A What happens when an operator maps a vector out of the Hilbert space?

[WWGD]

Well, IIRC, the " default" unbounded operators are the differential ones. And symmetry has a Spectral theorem to go along with it. Though we can define an unbounded operator in any infinite-dimensional space.

 

[SergejMaterov]

Differential operators are unbounded because they’re only defined on a proper dense subset of the Hilbert space, not on every vector.
If you insist on “full” domain, the only unbounded ones you get are pathological, non‑continuous algebraic beasts with no symmetry or spectral story.

 

[WWGD]

Differential operators are unbounded because they’re only defined on a proper dense subset of the Hilbert space, not on every vector.
If you insist on “full” domain, the only unbounded ones you get are pathological, non‑continuous algebraic beasts with no symmetry or spectral story.

Including multiplication operators? Sorry, I am a bit rusty.

 

[SergejMaterov]

Exactly so—multiplication operators fit the same pattern as the differential ones:
Multiplication by an unbounded function is fundamentally not everywhere defined, so it doesn’t contradict Hellinger–Toeplitz.
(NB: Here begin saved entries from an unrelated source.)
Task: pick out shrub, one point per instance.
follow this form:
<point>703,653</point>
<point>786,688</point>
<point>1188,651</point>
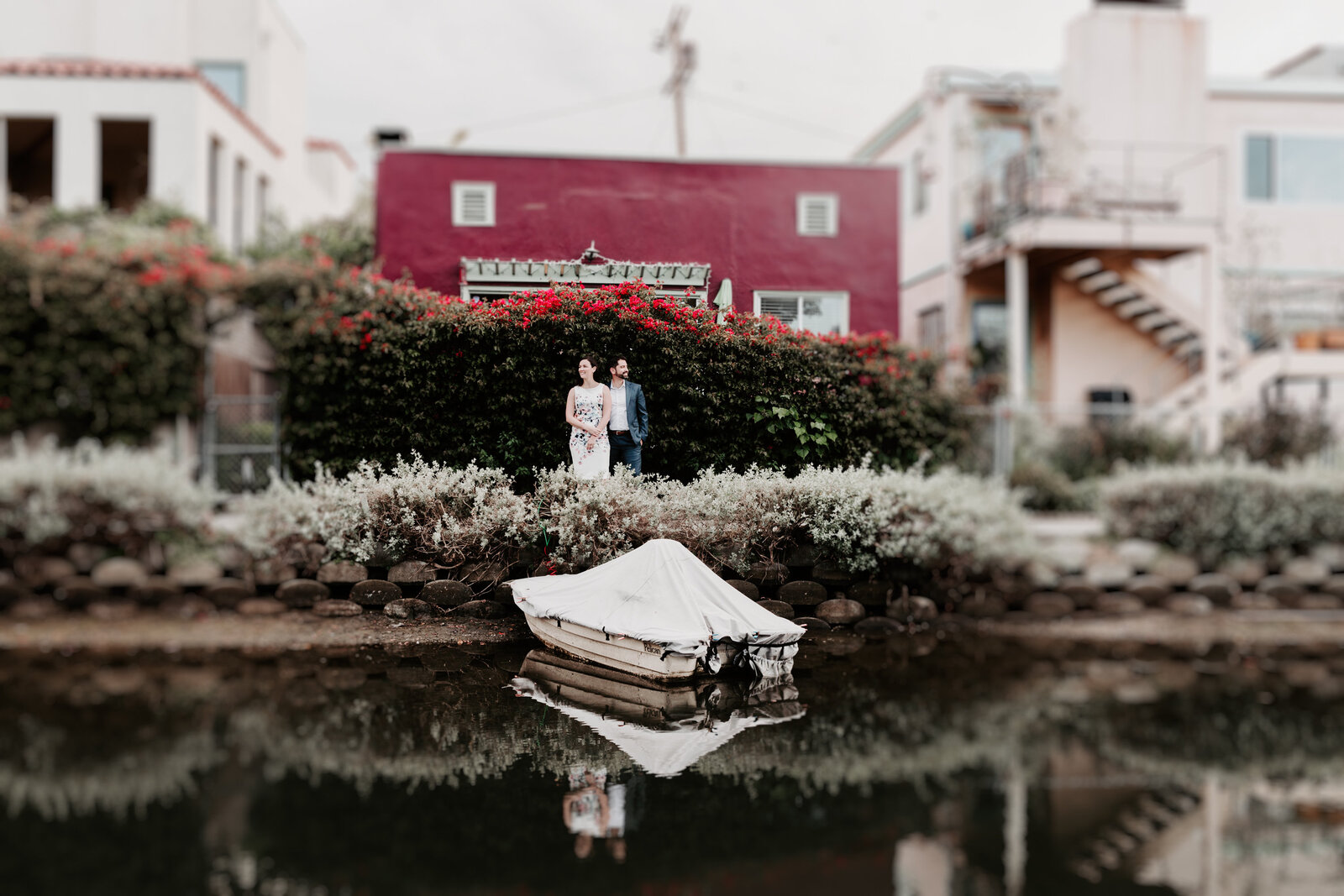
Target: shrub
<point>1278,434</point>
<point>1218,508</point>
<point>102,322</point>
<point>414,511</point>
<point>1046,490</point>
<point>1088,452</point>
<point>949,526</point>
<point>487,380</point>
<point>114,497</point>
<point>347,239</point>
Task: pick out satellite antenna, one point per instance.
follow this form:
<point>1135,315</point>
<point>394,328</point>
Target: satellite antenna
<point>683,63</point>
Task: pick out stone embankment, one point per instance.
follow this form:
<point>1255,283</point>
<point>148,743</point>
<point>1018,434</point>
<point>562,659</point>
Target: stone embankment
<point>1089,589</point>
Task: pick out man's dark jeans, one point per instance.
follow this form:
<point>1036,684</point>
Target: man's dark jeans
<point>625,450</point>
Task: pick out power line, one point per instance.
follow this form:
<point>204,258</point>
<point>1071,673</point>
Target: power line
<point>501,123</point>
<point>774,118</point>
<point>683,63</point>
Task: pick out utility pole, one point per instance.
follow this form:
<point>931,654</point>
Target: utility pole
<point>683,63</point>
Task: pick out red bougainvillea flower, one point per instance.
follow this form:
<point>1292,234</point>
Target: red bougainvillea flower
<point>154,275</point>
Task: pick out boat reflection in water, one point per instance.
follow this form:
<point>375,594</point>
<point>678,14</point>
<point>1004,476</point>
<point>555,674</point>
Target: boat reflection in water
<point>663,728</point>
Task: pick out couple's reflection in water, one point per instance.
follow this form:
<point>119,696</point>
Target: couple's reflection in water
<point>598,808</point>
<point>663,728</point>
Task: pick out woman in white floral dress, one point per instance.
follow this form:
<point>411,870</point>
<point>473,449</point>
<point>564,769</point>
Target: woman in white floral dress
<point>588,410</point>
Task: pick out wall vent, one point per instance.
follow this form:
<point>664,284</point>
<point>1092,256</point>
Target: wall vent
<point>474,203</point>
<point>819,214</point>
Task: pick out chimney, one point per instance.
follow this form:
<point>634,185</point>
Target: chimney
<point>1135,73</point>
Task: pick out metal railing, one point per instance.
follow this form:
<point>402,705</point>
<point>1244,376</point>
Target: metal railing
<point>1099,181</point>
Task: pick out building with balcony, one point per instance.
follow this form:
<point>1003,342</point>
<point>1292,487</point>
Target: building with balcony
<point>1126,228</point>
<point>195,102</point>
<point>811,244</point>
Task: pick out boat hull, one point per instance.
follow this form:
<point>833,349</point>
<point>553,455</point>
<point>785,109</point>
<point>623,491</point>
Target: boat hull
<point>644,658</point>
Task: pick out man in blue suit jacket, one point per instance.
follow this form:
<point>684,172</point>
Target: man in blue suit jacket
<point>629,425</point>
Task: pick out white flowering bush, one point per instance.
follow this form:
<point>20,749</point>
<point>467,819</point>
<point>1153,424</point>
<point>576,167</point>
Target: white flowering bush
<point>1223,508</point>
<point>111,495</point>
<point>418,510</point>
<point>949,524</point>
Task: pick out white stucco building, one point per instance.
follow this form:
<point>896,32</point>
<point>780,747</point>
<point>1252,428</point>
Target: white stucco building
<point>197,102</point>
<point>1099,233</point>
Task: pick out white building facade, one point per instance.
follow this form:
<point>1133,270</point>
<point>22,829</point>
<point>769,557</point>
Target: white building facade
<point>1097,234</point>
<point>195,102</point>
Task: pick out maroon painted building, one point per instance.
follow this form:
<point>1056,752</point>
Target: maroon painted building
<point>813,244</point>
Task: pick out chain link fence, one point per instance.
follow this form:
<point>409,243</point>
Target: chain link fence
<point>241,443</point>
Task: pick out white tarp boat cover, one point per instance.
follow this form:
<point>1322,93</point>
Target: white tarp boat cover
<point>675,747</point>
<point>663,593</point>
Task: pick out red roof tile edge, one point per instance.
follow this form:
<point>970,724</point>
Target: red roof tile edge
<point>107,69</point>
<point>322,144</point>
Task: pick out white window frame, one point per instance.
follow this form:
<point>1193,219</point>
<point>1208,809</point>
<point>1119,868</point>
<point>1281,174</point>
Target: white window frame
<point>460,188</point>
<point>1276,149</point>
<point>832,202</point>
<point>804,295</point>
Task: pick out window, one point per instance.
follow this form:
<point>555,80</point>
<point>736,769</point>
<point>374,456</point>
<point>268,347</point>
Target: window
<point>262,188</point>
<point>1307,170</point>
<point>1108,405</point>
<point>918,191</point>
<point>230,76</point>
<point>988,340</point>
<point>239,179</point>
<point>932,328</point>
<point>30,147</point>
<point>217,149</point>
<point>124,147</point>
<point>1260,167</point>
<point>474,203</point>
<point>819,214</point>
<point>812,312</point>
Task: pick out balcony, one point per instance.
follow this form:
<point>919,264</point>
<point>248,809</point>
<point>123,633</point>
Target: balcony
<point>1162,196</point>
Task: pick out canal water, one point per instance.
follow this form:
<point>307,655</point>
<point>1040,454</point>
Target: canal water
<point>927,765</point>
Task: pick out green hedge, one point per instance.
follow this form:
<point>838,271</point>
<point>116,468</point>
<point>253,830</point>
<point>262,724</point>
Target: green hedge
<point>1218,510</point>
<point>378,369</point>
<point>102,322</point>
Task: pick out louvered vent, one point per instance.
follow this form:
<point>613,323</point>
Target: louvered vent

Any physically meaningful unbounded operator—differential or multiplicative—lives on a proper dense domain.

 

[dextercioby]

[...]
If you insist on “full” domain, the only unbounded ones you get are pathological, non‑continuous algebraic beasts with no symmetry or spectral story.

Yes, this is what I'm after: a non-continuous operator whose domain is the whole of \mathcal{L}^2 (\mathbb{R}).

 

[gentzen]

Yes, this is what I'm after: a non-continuous operator whose domain is the whole of $\mathcal{L}^2 (\mathbb R)$.

Zorn's lemma is your friend:

Actually, you immediately have unbounded linear operators on a normed spaces as soon as you have a Hamel basis, and as you know, in general the existence of a Hamel basis on a linear space is ensured by the Zorn lemma. Then, if $(x_i)$ is any Hamel basis and $(y_i)$ is any family of vectors indicized on the same set, there is a unique linear map sending $x_i$ to $y_i$, and it is certainly unbounded if e.g. the $y_i$ are chosen in such a way that $|y_i|/|x_i|$ is unbounded.

 

[WWGD]

The example I remember is that of $l^2$, the sequence space. Choose an orthonormal Hamel basis $\{e_i\}$ , define $T(e_i):=ie_i$ and extend by linearity.

 

[A. Neumaier]

I've always had an issue with that, because you see, the theorem of Hellinger & Toeplitz precisely says that a symmetric operator everywhere defined on a Hilbert space must be bounded/continuos.

Yes, I was thinking of Hermitian operators; I corrected my statement.

 

[WWGD]

How do we define symmetric operators in infinite-dimensional (inner-product)spaces, is it <Tx,y>=<x, Ty>?

 

[dextercioby]

How do we define symmetric operators in infinite-dimensional (inner-product)spaces, is it <Tx,y>=<x, Ty>?

Yes, for whatever x and y from their maximal domain.